Whatever the circumstances, it seems that these professionals are often the first to arrive and the last to leave. And make no mistake - firefighters bravely enter their profession understanding that their service exposes them to extreme dangers from fire, smoke, heat, motor vehicle accidents, and collapsing buildings. But what about illness and death related to cancer and asbestos exposure? Most would agree that society should hold those responsible who irresponsibly create such a danger. In this article, we will take a look at the firefighting profession, and the dangers presented by the exposure to asbestos.
According to the National Fire Protection Association (NFPA), in 2015 there were approximately 1,160,450 firefighters in the United States. Of these, 345,600 represented career firefighters, while the remainder were volunteers. Seventy-one percent (71%) of the career firefighters worked in communities with a population of 25,000 or more, while 95% of the volunteers worked in communities with fewer than 25,000 people. The United States had approximately 29,727 fire departments. As of November 2017, Oregon had 313 fire departments. For purposes of comparison, Hawaii had four fire departments and Pennsylvania had 2,207.

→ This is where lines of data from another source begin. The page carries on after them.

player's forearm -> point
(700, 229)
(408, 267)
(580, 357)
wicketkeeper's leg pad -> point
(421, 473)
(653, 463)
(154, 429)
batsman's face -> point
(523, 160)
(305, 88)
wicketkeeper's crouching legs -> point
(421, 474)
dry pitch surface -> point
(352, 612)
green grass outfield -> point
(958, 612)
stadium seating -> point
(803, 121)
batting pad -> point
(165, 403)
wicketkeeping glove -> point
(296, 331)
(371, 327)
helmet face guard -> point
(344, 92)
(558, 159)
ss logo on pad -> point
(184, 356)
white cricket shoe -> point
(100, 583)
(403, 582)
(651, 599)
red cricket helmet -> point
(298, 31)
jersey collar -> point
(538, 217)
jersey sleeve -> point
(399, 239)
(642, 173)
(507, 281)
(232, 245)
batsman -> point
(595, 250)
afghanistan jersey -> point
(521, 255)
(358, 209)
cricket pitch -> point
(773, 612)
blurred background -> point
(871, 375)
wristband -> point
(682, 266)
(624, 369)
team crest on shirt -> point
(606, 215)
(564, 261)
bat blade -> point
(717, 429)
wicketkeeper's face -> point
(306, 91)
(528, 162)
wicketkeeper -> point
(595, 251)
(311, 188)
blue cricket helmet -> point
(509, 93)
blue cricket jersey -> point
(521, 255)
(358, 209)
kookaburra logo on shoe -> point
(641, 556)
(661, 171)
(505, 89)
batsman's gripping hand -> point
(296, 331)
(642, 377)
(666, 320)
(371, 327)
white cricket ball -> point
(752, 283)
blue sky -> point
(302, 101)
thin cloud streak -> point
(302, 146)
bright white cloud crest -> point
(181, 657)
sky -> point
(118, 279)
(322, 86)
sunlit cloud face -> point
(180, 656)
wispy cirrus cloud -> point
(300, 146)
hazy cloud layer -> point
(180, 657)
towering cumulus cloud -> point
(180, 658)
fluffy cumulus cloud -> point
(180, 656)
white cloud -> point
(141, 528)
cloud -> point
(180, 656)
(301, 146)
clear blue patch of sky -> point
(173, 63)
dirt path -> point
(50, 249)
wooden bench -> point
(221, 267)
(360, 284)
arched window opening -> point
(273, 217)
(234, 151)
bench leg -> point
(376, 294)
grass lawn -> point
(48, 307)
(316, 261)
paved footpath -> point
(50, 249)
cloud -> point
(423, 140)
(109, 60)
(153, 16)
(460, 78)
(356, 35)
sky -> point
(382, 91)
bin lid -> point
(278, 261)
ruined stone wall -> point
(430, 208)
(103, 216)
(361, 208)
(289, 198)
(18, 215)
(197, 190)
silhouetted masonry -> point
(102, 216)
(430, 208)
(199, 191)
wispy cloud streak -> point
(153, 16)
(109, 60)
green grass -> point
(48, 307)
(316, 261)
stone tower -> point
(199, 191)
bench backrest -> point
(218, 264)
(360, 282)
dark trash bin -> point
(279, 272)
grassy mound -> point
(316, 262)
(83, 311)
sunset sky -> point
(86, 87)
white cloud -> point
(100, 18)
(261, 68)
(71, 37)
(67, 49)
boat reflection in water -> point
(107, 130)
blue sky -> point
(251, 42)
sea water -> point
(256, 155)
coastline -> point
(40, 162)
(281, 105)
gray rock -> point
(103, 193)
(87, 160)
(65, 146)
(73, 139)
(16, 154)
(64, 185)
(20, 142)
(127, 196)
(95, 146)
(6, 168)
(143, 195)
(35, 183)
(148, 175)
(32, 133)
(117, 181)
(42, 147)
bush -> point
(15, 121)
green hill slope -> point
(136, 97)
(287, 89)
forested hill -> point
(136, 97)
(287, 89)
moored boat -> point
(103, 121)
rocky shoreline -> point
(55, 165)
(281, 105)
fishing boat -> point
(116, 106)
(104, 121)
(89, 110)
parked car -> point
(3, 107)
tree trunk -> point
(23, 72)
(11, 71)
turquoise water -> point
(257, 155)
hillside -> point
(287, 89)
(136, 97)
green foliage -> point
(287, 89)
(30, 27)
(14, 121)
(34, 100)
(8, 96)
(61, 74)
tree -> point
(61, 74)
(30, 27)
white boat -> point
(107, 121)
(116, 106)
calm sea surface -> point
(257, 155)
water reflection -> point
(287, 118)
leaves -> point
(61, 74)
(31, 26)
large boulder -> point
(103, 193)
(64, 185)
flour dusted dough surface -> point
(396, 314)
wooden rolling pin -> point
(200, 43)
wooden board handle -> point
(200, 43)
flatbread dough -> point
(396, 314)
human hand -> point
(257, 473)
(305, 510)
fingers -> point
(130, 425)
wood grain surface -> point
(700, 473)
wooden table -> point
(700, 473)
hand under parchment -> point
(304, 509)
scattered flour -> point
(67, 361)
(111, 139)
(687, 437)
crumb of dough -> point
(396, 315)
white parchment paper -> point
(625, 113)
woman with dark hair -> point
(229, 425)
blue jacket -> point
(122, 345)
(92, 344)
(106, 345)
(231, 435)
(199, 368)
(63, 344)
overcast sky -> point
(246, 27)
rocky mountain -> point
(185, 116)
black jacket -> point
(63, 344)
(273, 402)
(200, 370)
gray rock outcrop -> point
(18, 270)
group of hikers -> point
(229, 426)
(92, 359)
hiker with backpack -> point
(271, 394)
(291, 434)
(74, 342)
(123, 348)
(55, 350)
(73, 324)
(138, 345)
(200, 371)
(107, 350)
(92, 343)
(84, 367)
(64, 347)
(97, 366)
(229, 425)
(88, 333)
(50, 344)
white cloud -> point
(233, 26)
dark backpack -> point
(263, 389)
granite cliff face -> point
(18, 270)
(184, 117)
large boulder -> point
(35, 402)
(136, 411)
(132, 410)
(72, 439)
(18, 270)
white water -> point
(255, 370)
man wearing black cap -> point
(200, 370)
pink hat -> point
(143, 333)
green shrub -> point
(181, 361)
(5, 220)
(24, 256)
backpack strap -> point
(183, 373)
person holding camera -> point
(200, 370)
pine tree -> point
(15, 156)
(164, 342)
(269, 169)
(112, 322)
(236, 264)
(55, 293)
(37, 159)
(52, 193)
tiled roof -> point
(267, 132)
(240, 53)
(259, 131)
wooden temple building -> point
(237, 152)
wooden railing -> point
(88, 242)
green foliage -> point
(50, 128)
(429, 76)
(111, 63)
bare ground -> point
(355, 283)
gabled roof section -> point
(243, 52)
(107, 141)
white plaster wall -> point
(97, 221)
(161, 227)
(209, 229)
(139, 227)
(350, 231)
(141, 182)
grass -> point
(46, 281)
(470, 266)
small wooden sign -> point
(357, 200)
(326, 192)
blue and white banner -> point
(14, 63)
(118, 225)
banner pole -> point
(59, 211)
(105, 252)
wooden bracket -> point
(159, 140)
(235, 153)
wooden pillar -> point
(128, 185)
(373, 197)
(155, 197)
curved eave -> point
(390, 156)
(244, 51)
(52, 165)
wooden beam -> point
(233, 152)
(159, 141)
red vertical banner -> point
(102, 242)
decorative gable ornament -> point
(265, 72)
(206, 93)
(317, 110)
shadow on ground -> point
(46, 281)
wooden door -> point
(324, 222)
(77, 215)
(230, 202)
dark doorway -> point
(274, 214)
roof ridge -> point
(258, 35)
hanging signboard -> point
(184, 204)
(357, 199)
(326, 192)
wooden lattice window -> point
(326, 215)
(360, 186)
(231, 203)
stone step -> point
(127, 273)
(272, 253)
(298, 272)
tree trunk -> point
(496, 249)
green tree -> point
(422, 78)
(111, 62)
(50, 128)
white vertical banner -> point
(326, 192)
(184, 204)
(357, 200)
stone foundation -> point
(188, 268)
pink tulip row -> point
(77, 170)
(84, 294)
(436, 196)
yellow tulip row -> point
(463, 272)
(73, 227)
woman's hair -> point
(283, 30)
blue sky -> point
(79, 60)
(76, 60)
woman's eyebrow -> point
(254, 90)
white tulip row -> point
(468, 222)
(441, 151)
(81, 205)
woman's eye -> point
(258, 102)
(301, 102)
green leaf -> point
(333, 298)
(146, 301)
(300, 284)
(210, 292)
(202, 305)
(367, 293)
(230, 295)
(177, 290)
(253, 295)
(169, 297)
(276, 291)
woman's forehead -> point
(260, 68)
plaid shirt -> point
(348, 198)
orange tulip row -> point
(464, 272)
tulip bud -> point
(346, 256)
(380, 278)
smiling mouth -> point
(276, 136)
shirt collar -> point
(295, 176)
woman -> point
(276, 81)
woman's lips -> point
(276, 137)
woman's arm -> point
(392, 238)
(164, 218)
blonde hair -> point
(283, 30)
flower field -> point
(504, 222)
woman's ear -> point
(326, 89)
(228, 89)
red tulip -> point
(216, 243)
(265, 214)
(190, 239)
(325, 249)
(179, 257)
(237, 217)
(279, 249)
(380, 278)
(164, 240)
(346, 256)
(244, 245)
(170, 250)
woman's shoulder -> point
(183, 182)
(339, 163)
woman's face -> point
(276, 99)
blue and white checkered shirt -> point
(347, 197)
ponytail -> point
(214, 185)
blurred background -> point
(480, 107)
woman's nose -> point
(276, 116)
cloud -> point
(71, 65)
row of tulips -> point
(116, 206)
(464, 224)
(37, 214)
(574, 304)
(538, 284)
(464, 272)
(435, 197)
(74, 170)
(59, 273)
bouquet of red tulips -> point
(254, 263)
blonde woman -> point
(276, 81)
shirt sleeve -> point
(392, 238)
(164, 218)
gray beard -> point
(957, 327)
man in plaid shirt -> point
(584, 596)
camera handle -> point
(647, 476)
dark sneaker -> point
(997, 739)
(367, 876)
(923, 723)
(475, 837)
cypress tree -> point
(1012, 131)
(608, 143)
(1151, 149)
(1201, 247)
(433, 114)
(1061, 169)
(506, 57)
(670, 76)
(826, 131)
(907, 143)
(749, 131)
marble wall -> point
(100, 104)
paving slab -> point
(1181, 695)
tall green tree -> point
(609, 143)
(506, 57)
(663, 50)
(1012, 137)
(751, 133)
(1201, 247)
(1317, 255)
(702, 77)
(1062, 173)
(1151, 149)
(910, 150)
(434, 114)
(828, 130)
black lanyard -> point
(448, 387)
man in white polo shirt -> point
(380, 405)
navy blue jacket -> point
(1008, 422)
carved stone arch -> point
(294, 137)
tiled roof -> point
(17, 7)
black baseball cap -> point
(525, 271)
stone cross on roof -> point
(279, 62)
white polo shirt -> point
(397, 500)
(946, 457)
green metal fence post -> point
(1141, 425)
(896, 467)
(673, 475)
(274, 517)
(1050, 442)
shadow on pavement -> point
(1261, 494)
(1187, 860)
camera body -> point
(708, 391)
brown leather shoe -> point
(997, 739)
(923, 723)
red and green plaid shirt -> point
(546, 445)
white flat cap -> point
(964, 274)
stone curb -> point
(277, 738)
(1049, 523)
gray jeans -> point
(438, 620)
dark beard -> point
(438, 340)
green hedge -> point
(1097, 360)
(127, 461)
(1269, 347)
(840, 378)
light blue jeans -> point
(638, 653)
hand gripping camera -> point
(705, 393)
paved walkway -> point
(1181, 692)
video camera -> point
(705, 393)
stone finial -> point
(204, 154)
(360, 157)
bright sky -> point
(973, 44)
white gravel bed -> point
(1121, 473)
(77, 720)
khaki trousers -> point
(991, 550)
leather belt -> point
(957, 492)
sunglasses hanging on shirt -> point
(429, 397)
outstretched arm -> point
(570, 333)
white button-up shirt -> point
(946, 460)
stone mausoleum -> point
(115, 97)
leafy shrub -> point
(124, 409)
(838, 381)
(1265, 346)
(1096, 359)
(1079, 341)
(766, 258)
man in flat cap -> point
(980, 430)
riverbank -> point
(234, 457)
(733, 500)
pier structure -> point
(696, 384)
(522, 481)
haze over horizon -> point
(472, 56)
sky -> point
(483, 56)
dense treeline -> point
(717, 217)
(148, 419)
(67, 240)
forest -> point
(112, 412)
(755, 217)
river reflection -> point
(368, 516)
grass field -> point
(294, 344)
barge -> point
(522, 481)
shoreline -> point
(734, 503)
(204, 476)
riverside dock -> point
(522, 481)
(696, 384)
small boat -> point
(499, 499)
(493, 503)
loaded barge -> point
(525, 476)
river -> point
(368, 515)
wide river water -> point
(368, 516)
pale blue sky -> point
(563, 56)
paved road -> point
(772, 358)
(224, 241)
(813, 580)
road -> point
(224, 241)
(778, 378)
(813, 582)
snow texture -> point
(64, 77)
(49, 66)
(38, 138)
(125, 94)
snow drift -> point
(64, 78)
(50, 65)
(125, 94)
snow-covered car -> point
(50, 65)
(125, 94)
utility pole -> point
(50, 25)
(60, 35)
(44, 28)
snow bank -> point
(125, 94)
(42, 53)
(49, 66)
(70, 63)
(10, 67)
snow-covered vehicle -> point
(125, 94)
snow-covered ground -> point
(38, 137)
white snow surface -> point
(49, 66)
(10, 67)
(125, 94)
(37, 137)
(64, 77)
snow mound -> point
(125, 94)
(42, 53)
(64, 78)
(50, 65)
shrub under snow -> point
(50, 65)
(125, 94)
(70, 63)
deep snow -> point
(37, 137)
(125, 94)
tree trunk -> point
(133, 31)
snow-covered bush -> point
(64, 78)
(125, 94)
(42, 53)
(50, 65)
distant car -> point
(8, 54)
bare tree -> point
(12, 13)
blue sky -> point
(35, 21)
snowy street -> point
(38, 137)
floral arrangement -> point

Greatest Dangers to Firefighters
Notwithstanding the tremendous dangers firefighters face while fighting a fire, you may be surprised by the profession’s greatest killer. According to the International Association of Firefighters (IAFF), between 2002 and 2016, sixty-one percent (61%) of deaths in the line-of-duty were caused by occupational cancer. Citing three different studies, the NFPA Journal reported that firefighters have a higher rate of certain cancers than the general population. Two of the studies found that firefighters have significantly increased risk for developing the following cancers:
- Non-Hodgkin’s Lymphoma
- Non-Melanoma Skin Cancer
- Multiple Myeloma
Research has also been undertaken related specifically to mesothelioma. In 2013, the National Institute for Occupational Safety and Health (NIOSH) reported on 29,993 firefighters studied in San Francisco, Chicago, and Philadelphia. The study was a collaborative effort between NIOSH, the Department of Public Health Sciences at the University of California – Davis, and the National Cancer Institute. Researchers determined that firefighters developed mesothelioma at a rate two times greater than the general population. Researchers felt it likely that the mesothelioma was caused by exposure to asbestos.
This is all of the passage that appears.